第20話 負けイベント、強敵現る

「おぉ~と、怖い怖いですねぇ」

氷河の魔人、といったそいつはすとんすとんと一歩二歩とスキップするように距離を取る。

魔王はなにを言うでもなく、悲痛の叫びをあげるでもなくただそこにたたずんでいた。


「いやぁ~言ったでしょ、魔王に挑むならこれくらいと」

「これくらいの意味…分かってますよね?」

佇む魔王を横目にそいつは蹴りを入れる!


魔王はなにをするでもなくそれを食らい壁へとたたきつけられる!

無抵抗なことに違和感を感じざる負えないが、今は俺たちだけでやるしかない…のか?

もはや勇者もどこか上の空な気もするし、戦力になるか怪しいところではあるが。


それでも、やらねばなるまい。


俺はすかさずに剣を召喚し、そいつに切りかかるも剣は無残にも蹴り飛ばされてしまう。

「甘いですねぇ~?まったく…」

「戦いというのは―――…」

そいつは俺がやったように剣を召喚し、目にもとまらぬ速さで無数の幾何学模様を描くように振りかざす!

「こうやるんですよっ…!」

俺は無残にも飛散し、血液をぶちまけながら玉座へとつながる階段を転がり落ちる。


俺の落ちたところが、血でまるで道のようになっていたのが見えた。

玉座の背後の大窓から月光がのぞいていて、ふときれいだなと思った。

俺はもはや立ち上がる気力すらなく…ただ呆然とそいつが玉座につき剣を磨いているのを見ていることしかできない。


「もはや…戦いにすらなりませんねぇ…」

心底つまらなそうにつぶやくそいつの顔には下卑た笑みを浮かんでいた。

俺という個人よりかは、人間という劣等種に対する見下しを含んだ笑み。


「幕引き…といきましょうか」

そいつは瞬間移動で俺の目の前まで来ると、俺の顎を思いきり蹴り上げた。

その後も畳みかけるかのように腹に数発蹴りを入れた後、ひときわ大きなこぶしを振り下ろした。

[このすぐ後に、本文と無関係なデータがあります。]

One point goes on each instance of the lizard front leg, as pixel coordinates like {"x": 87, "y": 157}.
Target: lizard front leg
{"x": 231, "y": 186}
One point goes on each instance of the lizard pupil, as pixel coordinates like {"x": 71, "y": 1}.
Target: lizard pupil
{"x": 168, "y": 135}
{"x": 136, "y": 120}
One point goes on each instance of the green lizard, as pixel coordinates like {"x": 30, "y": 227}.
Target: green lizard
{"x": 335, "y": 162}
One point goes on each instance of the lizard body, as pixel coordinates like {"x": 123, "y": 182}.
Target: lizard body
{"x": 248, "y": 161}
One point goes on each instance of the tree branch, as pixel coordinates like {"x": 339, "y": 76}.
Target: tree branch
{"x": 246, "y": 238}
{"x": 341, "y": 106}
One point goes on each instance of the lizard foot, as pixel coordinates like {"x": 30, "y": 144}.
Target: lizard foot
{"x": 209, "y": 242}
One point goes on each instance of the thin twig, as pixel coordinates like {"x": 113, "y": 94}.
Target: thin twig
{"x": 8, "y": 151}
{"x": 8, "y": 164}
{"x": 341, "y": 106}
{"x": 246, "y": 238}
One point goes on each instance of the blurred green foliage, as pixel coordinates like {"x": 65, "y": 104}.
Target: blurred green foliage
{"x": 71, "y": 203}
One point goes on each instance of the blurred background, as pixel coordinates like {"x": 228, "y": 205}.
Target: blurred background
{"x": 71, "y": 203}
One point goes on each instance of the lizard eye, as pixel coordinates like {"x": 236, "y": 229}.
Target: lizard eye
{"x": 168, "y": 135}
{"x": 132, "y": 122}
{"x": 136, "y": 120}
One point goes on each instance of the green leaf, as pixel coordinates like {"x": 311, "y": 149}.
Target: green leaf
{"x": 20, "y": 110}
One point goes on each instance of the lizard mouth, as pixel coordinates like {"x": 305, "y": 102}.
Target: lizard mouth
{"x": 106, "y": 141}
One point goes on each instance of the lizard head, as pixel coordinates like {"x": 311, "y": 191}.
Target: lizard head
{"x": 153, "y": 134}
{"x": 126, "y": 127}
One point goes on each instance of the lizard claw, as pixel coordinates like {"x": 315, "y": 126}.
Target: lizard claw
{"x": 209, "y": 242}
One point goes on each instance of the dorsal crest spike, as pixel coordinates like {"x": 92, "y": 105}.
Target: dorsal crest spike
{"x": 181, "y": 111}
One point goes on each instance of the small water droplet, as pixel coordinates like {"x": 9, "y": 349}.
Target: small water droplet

あの時の魔王かのような大穴はあくことはなく、ただ少し砂埃が舞うだけ。

ただそれでも、俺の意識を刈り取るには十分すぎた。

俺はすっかり意識を失い、大の字になって寝そべっていることしかできない。


もう…限界だ。

ここではもう死んでも生き返れない…ただ…死ぬだけ。

俺の意識は身近に迫った死をぼんやりと感じ取りながら暗闇の中へと飲まれていった…。